For HTTPS to work, the GKG server's TLS stack (rustls via reqwest) must trust the certificate. If you used mkcert to generate GDK certificates, run mkcert -install to add the root CA to your system trust store.

Siphon Prometheus port conflict

Siphon's default Prometheus port (8081) often conflicts with Elasticsearch.
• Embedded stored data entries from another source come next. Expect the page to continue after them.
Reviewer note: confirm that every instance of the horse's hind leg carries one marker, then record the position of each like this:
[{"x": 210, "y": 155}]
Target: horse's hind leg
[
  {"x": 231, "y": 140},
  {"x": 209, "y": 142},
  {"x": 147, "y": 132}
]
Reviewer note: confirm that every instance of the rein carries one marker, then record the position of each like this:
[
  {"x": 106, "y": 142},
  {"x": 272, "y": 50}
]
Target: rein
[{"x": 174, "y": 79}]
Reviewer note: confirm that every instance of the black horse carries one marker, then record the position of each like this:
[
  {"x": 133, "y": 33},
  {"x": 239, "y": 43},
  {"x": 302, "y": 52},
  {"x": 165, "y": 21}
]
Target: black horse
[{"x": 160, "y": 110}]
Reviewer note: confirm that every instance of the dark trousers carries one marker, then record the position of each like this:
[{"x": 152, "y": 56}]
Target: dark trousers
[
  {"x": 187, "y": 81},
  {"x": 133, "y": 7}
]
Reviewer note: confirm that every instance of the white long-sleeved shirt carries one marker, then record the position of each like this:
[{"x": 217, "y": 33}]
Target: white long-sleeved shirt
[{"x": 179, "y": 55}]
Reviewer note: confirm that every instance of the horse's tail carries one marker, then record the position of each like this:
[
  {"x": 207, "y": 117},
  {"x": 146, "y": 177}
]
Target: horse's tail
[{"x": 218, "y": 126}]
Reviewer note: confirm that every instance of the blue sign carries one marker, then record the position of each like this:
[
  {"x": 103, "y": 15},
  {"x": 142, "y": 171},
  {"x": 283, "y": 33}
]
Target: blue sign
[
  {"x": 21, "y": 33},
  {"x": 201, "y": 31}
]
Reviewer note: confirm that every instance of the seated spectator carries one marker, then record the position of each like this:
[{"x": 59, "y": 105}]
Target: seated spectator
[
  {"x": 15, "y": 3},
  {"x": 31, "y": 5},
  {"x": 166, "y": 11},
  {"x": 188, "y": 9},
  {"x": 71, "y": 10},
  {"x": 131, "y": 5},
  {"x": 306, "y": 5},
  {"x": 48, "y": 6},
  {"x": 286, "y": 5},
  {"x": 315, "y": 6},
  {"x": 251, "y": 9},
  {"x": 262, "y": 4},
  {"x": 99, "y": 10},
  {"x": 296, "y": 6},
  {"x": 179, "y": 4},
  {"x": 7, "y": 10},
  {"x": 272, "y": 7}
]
If Siphon crash-loops with listen tcp :8081: bind: address already in use, change the port in $GDK_ROOT/siphon/config.yml:

prometheus:
  port: 8082

Protect the file from being overwritten by adding siphon/config.yml to gdk.protected_config_files in gdk.yml, then gdk restart siphon.

Troubleshooting

NATS connection refused:

  • Verify GDK NATS is running: gdk status nats
  • Check if NATS port is accessible: nc -zv localhost 4222

NATS limit_markers error:

  • Update NATS_VERSION in $GDK_ROOT/support/makefiles/Makefile.nats.mk to a version >= 2.11 (example 2.11.12)
  • Run cd $GDK_ROOT && rm -rf nats/nats-server
  • Run make nats-setup && nats/nats-server -version
  • Restart GDK: gdk restart nats

ClickHouse connection issues:

ClickHouse exposes two ports: the native TCP port (9001 in GDK) used by clickhouse client, and the HTTP port (8123) used for health checks and REST-style queries.

  • Verify ClickHouse is running: gdk status clickhouse
  • Check HTTP port: curl "http://localhost:8123/ping"
  • Check native port: clickhouse client --host localhost --port 9001 --query "SELECT 1"

MEMORY_LIMIT_EXCEEDED errors from ClickHouse:

  • Increase max_server_memory_usage (bytes) in $GDK_ROOT/clickhouse/config.d/gdk.xml e.g. 4294967296 for 4 GB:
<clickhouse>
  <!-- other existing settings ... -->
  <max_server_memory_usage>4294967296</max_server_memory_usage>
</clickhouse>
  • Restart ClickHouse: gdk restart clickhouse

403 Forbidden on the /dashboard/orbit page but JWT auth works:

  • The Knowledge Graph UI on the GDK (/dashboard/orbit) requires a Premium or Ultimate license.
  • View instructions for configuring a license for the GDK: Configure a developer license in GDK

No data in graph:

  • Check siphon services: gdk status siphon
  • Verify siphon_* tables have data: clickhouse-client --port 9001 -q "SELECT count() FROM siphon_projects"
  • Check GKG indexer output in the mise run dev terminal

mise install crashes with Rust toolchain errors:

If mise install fails with errors related to parallel Rust toolchain installs, reinstall the stable toolchain manually:

rustup toolchain uninstall stable
rustup toolchain install stable

Then re-run mise install.

Datalake connection errors in the indexer:

If the indexer logs errors like datalake query failed: client error (Connect), verify that ClickHouse is running and accessible:

gdk status clickhouse
curl "http://localhost:8123/ping"

Also confirm that the gitlab_clickhouse_development database exists and the Siphon datalake tables have been created:

clickhouse client --host localhost --port 9001 --query "SHOW TABLES FROM gitlab_clickhouse_development"

If the tables are missing, check that Siphon is running (gdk status siphon) and has been configured correctly (see Configure Siphon tables).